In 1934, Felix identified the Vi antigen in patients with typhoid fever. The discovery of Vi antigen was done in collaboration with Miss R. Margaret Pitt. Pitt co-authored many publications with Felix throughout her career, although not much is known about her as misogyny kept her from the proper recognition she deserved as a scientist.

Felix and Pitt isolated the Salmonella Typhi strain Ty2, which is still in use in laboratory research today. Ty2 was the basis for the Ty21a vaccine strain, a live attenuated strain used to protect patients from typhoid fever today. Ty2 was isolated from a patient in Kherson in 1918. Ty2 was investigated due to its ability to avoid agglutination in rabbit serum, which Felix and Pitt later determined was due to the production of Vi capsule which inhibits binding of O antigen. He and Pitt also then went on to discover antigens present in Paratyphi A and B. He also co-authored a comprehensive review of what was known about typhoid fever and diagnosis with another female scientist, Miss M. Rhodes.
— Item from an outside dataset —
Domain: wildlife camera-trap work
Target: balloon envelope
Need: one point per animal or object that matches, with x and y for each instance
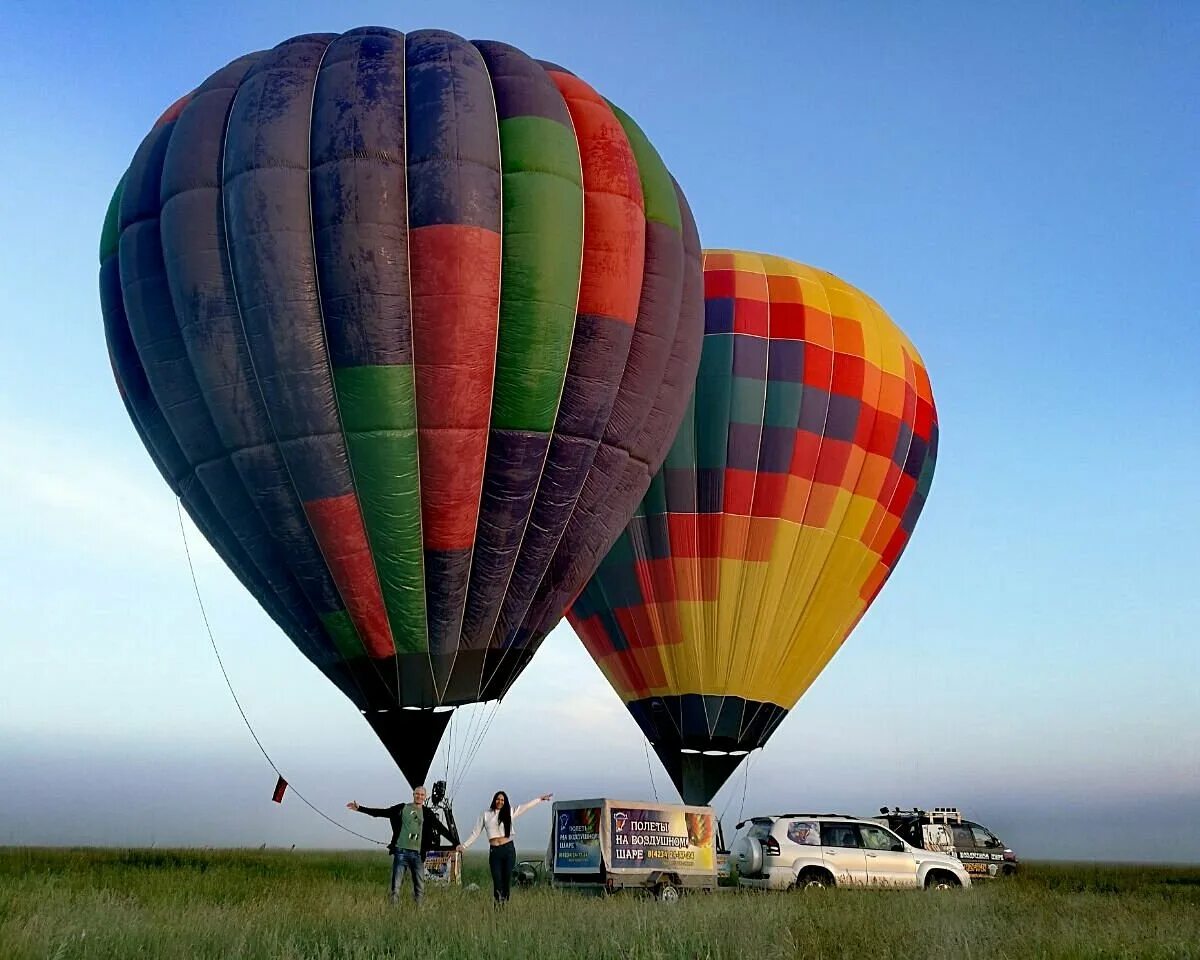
(789, 495)
(387, 310)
Much of the foundational knowledge about typhoid fever pathology, diagnosis of typhoid fever, and the foundational work that lead to the two typhoid vaccines in use today are contributed by Dr. Felix and his colleagues.

After World War I, Felix emigrated to Britain and worked at the Lister Institute.

Felix researched in Bielsko, Vienna, Prague, and London. Between 1927 and 1945, he worked in Jerusalem for the Hadassah Medical Organization.

==Awards and honours==
In 1943 he was elected a Fellow of the Royal Society.